Mas mudanças conceituais raramente ficam confinadas ao campo da medicina.

Quando uma organização internacional altera a forma como uma realidade humana é classificada, não muda apenas um manual técnico. Muda-se também a linguagem, o enquadramento cultural e o campo de disputa social. O que antes era visto por alguns como um transtorno clínico passou a ser apresentado como uma condição identitária. A consequência disso foi imediata: o debate deixou de ser exclusivamente médico e passou a ser profundamente político, cultural e social.

Essa transformação interessava a diversos grupos.

De um lado, movimentos de direitos civis que buscavam eliminar o estigma psiquiátrico e ampliar o reconhecimento social de identidades de gênero diversas. Para esses grupos, retirar a classificação de doença mental era uma conquista simbólica e prática, pois significava romper com uma narrativa histórica de patologização.

De outro lado, instituições de saúde e governos também tinham interesse na mudança. Manter um código dentro da classificação internacional permitia continuar oferecendo tratamentos médicos — hormonais, psicológicos ou cirúrgicos — dentro dos sistemas de saúde pública ou privada. Retirar completamente a categoria poderia dificultar o financiamento e o acesso a esses serviços.

Assim, a nova classificação nasceu de um equilíbrio delicado: não chamar de doença mental, mas ainda reconhecer a necessidade de cuidado médico.
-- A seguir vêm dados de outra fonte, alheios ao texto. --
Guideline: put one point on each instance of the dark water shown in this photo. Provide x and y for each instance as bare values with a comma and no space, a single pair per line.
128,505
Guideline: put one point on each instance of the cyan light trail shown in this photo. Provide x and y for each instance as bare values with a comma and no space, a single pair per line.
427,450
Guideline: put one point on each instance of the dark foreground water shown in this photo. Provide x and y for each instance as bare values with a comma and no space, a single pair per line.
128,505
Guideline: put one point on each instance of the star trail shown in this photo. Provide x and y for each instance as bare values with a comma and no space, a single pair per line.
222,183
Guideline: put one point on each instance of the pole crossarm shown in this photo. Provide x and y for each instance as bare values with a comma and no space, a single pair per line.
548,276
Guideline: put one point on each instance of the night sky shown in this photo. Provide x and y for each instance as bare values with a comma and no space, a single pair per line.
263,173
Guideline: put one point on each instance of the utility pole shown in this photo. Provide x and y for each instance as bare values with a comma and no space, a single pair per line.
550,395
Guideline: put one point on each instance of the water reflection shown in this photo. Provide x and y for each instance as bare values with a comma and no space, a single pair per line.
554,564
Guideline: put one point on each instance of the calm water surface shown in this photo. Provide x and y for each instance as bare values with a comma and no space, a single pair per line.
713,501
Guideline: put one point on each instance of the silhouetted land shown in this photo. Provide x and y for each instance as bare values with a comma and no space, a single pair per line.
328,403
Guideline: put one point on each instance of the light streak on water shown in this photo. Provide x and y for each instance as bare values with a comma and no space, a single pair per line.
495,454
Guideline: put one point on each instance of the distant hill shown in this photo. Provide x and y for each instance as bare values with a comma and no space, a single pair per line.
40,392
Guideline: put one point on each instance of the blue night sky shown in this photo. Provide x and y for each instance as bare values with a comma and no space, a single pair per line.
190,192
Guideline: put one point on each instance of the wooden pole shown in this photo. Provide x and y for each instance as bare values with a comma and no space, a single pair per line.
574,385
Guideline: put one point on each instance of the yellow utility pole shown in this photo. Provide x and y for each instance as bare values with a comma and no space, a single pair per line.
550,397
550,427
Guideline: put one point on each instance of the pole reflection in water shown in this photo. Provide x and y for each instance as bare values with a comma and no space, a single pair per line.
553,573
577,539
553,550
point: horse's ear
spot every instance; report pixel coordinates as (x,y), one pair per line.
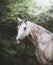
(25,20)
(19,21)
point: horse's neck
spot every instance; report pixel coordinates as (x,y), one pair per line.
(37,31)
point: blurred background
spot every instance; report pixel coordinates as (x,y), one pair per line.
(37,11)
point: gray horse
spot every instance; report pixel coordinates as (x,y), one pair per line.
(40,37)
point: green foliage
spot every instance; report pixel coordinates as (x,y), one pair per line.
(10,10)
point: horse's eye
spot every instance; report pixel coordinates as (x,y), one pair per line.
(25,28)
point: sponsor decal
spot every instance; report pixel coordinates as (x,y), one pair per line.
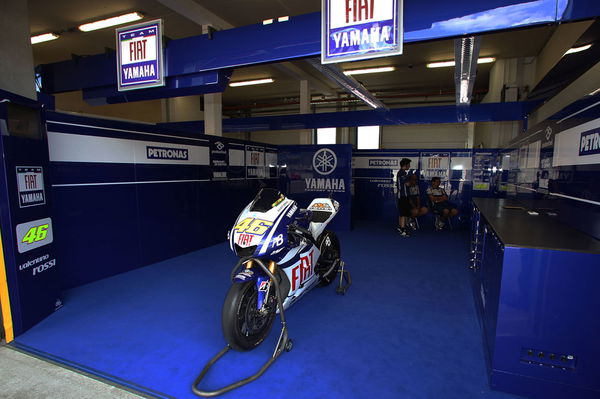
(43,267)
(291,212)
(319,184)
(324,161)
(303,271)
(139,56)
(245,239)
(253,226)
(33,262)
(220,146)
(167,153)
(360,29)
(38,265)
(30,182)
(244,275)
(320,206)
(384,162)
(589,143)
(34,234)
Contudo, como toda mudança de paradigma, ela trouxe novos conflitos.

Na vida social comunitária, a alteração da classificação foi interpretada de maneiras muito diferentes. Para alguns, representou libertação. Para outros, gerou perplexidade. Muitas pessoas passaram a sentir que um debate complexo havia sido resolvido de maneira rápida por uma autoridade internacional distante das realidades culturais locais.

Em certos ambientes, a nova classificação foi acompanhada por um discurso de afirmação forte, às vezes interpretado por críticos como arrogância intelectual ou moral. A partir daí, surgiram tensões inesperadas: debates em escolas, disputas jurídicas sobre linguagem e identidade, conflitos entre liberdade de expressão e reconhecimento de identidades, e questionamentos sobre até onde vai a autoridade científica em redefinir categorias humanas profundamente enraizadas na cultura.
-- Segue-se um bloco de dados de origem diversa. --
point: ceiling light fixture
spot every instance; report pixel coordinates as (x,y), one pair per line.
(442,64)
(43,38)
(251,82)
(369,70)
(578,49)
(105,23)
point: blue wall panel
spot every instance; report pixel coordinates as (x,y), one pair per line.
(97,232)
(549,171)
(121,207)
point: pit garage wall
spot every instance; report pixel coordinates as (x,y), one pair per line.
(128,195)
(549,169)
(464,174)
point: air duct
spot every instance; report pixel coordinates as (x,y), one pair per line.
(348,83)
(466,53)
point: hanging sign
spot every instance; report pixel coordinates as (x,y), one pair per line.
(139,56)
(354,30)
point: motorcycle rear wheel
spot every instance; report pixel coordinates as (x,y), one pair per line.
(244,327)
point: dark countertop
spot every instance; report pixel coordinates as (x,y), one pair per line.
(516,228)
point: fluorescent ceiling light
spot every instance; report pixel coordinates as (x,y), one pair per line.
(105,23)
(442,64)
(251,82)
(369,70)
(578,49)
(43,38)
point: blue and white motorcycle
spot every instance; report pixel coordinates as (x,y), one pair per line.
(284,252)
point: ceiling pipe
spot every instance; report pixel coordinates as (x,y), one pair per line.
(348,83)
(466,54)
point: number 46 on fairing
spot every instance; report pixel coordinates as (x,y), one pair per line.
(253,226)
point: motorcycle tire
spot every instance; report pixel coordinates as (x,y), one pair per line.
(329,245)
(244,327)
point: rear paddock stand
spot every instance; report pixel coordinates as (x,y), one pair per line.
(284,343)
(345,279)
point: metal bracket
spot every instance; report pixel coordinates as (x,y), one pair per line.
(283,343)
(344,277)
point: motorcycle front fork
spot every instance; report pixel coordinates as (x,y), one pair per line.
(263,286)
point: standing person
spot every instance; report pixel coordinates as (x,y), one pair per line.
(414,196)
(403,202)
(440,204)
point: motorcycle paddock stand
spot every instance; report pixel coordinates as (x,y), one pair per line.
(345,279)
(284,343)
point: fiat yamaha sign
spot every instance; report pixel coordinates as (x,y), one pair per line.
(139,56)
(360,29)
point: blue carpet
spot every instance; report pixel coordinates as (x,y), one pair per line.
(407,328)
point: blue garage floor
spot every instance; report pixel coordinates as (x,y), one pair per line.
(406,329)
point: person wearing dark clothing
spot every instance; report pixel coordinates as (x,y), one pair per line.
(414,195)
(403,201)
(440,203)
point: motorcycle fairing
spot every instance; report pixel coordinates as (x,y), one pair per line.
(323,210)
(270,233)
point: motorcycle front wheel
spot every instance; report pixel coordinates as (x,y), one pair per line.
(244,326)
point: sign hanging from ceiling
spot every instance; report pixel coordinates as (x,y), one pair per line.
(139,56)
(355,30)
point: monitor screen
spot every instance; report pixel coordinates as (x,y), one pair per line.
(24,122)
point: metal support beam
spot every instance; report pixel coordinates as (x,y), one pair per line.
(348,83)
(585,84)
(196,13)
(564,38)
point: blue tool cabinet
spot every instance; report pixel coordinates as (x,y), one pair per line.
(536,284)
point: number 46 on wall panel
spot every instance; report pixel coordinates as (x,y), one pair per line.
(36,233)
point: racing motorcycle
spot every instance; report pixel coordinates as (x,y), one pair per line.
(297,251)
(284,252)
A medicina, afinal, sempre caminhou em território sensível quando toca em temas que atravessam biologia, identidade, moral e sociedade.
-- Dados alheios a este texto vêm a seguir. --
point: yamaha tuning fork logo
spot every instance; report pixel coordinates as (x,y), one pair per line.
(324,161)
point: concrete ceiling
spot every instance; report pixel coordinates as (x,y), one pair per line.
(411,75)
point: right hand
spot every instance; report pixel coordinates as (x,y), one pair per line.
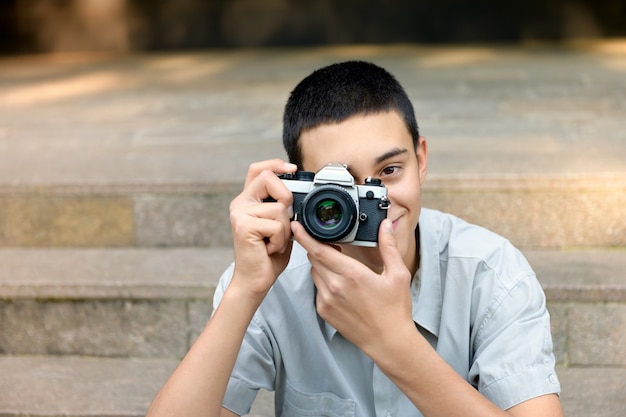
(261,230)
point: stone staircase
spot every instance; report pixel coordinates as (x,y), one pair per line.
(116,173)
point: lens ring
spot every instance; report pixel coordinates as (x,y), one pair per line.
(329,213)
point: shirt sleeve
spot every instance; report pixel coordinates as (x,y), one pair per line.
(513,359)
(254,368)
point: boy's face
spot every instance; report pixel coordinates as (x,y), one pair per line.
(380,146)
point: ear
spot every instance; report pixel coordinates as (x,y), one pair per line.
(421,151)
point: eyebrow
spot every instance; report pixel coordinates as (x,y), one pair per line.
(390,154)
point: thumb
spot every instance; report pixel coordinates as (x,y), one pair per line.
(388,248)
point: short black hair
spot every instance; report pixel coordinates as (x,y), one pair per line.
(337,92)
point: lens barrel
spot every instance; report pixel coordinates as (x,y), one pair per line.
(329,213)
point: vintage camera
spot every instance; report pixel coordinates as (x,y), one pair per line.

O que começou como uma revisão técnica de um código — do F64.0 ao HA60 — acabou abrindo uma janela para discussões muito mais amplas: sobre ciência, sobre poder institucional, sobre identidade e sobre os limites entre conhecimento médico e transformação cultural.

E, no entanto, há um ponto que frequentemente se perde no calor dessas disputas: a mudança do código não altera a realidade dos fatos. Alterar a classificação em um manual internacional não transforma automaticamente a natureza da condição humana nem resolve, por decreto institucional, as complexidades biológicas, psicológicas e sociais que envolvem o tema. A realidade permanece a mesma; o que muda é a forma como as instituições escolhem descrevê-la.

Talvez a lição mais profunda dessa história seja esta: classificações médicas não são apenas números em um manual. Elas são lentes através das quais a sociedade passa a enxergar certas realidades humanas.

E quando a lente muda, o mundo visto através dela também muda.

Mas nenhuma mudança, por mais bem-intencionada que seja, é neutra. Toda redefinição traz consigo novos desafios, novas tensões e novas perguntas.

Porque, no fim das contas, não são apenas os códigos que mudam.

É o próprio modo como as sociedades tentam compreender a si mesmas.